During 1950s and 1960s three mathematicians lead the rebirth of the Bayesian approach, Good, Savage and Lindley. However, it seems that they were unwilling to apply their theories to real problems, and despite that the Bayesian approach proved its worth, for instance, in business decisions, navy search, lung cancer, etc, it was applied to simple models due to its mathematical complexity and requirement of large computations. But, there were some breakthrough that change this.
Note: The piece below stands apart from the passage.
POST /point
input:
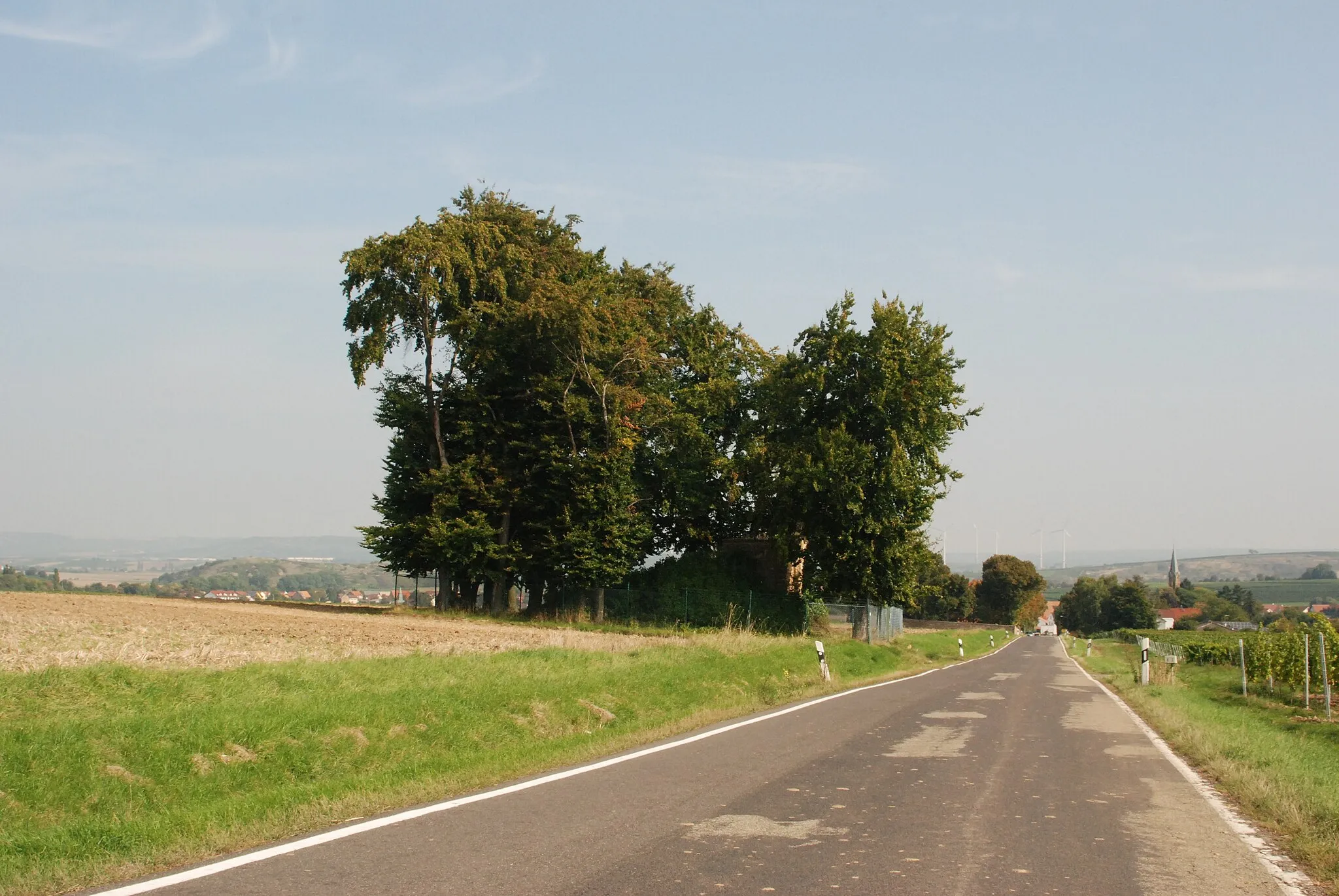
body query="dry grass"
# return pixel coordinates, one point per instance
(41, 631)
First, hierarchical models introduced by Lindley and Smith, where a complex model is decomposed into many easy to solve models, and second, Markov chain Monte Carlo methods developed by Hastings in the 1970s (Hastings 1970) and the Geman brothers in the 1980s (Geman and Geman 1984). These methods were introduced into the Bayesian inferential framework in the 1990s by Gelfand and Smith (A. E. Gelfand and Smith 1990) when desktop computers got enough computational power to solve complex models. Since then, the Bayesian inferential framework has gained increasing popularity among practitioners and scientists.

References

Bayes, Thomas. 1763. “LII. An Essay Towards Solving a Problem in the Doctrine of Chances. By the Late Rev. Mr. Bayes, FRS Communicated by Mr. Price, in a Letter to John Canton, AMFR S.” Philosophical Transactions of the Royal Society of London, no. 53: 370–418.
Gelfand, A. E., and A. F. M. Smith. 1990. “Sampling-Based Approaches to Calculating Marginal Densities.” Journal of the American Statistical Association 85: 398–409.
Geman, S, and D. Geman. 1984. “Stochastic Relaxation, Gibbs Distributions and the Bayesian Restoration of Images.” IEEE Transactions on Pattern Analysis and Machine Intelligence 6: 721–41.
Hastings, W. 1970. “Monte Carlo Sampling Methods Using Markov Chains and Their Application.” Biometrika 57: 97–109.
Laplace, P. 1812. Théorie Analytique Des Probabilités. Courcier.
McGrayne, Sharon Bertsch. 2011. The Theory That Would Not Die: How Bayes’ Rule Cracked the Enigma Code, Hunted down Russian Submarines, & Emerged Triumphant from Two Centuries of c. Yale University Press.